DiffusionDepth: Diffusion Denoising Approach for Monocular Depth Estimation¶
Conference: ECCV 2024
arXiv: 2303.05021
Code: https://github.com/duanyiqun/DiffusionDepth
Area: 3D Vision
Keywords: Monocular Depth Estimation, Diffusion Models, Denoising Process, Depth Refinement, Self-Diffusion
TL;DR¶
This paper introduces the diffusion denoising process to monocular depth estimation for the first time. By performing visually conditioned iterative denoising in the latent depth space, and proposing a self-diffusion mechanism to resolve the mode collapse issue caused by sparse Ground Truth (GT) depths, it achieves SOTA performance on KITTI and NYU-Depth-V2.
Background & Motivation¶
Background: Monocular depth estimation is a fundamental visual task that predicts pixel-wise depth from a single 2D image, widely applied in autonomous driving, robotics, and augmented reality. Existing methods are mainly categorized into: (1) Regression methods (e.g., BTS, PixelFormer) which directly regress depth values; (2) Classification methods (e.g., AdaBins, BinsFormer) which discretize continuous depth before classification.

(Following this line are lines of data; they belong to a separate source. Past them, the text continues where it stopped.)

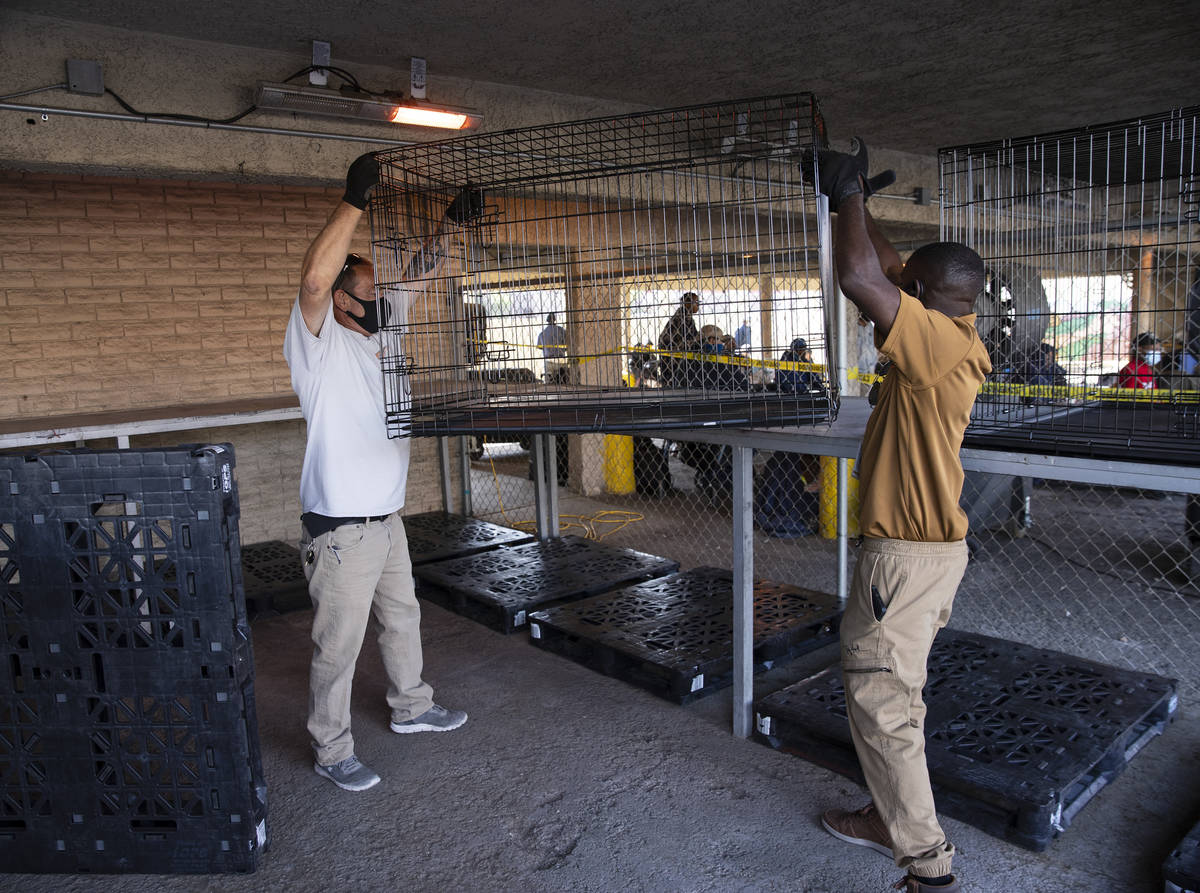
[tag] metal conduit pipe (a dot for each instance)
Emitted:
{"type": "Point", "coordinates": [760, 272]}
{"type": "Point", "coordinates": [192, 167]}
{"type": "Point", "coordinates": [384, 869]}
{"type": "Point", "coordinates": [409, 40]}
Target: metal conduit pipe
{"type": "Point", "coordinates": [205, 125]}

Limitations of Prior Work: (1) Pure regression methods are prone to overfitting, struggle to generate fine depth details, and often result in blurry object boundaries and shapes. (2) Classification-based methods discretize depth values using bin centers, leading to discontinuities and fuzziness in depth maps. (3) Both categories adopt static, single-step prediction, lacking the capability for progressive refinement.
Key Challenge: Depth estimation requires capturing both coarse-grained scene layout and fine-granular object details, but existing single-step prediction paradigms struggle to accommodate both simultaneously. While diffusion models have demonstrated powerful progressive refinement capabilities in generative tasks, applying them to depth estimation faces a critical barrier—GT depths in outdoor scenes are extremely sparse (e.g., KITTI has only 3.75%-5% valid pixels), and training generative models directly on sparse GT leads to mode collapse.
Goal: (1) How to introduce the iterative refinement capability of diffusion models into depth estimation? (2) How to effectively train diffusion models under sparse GT depth scenarios?
Key Insight: Reframe depth estimation as a conditional denoising diffusion process—starting from a random depth distribution, it progressively denoises it into an accurate depth map guided by monocular visual conditions. Concurrently, a self-diffusion strategy is proposed to add noise to the model's own refined depths instead of the sparse GT, bypassing the sparsity issue.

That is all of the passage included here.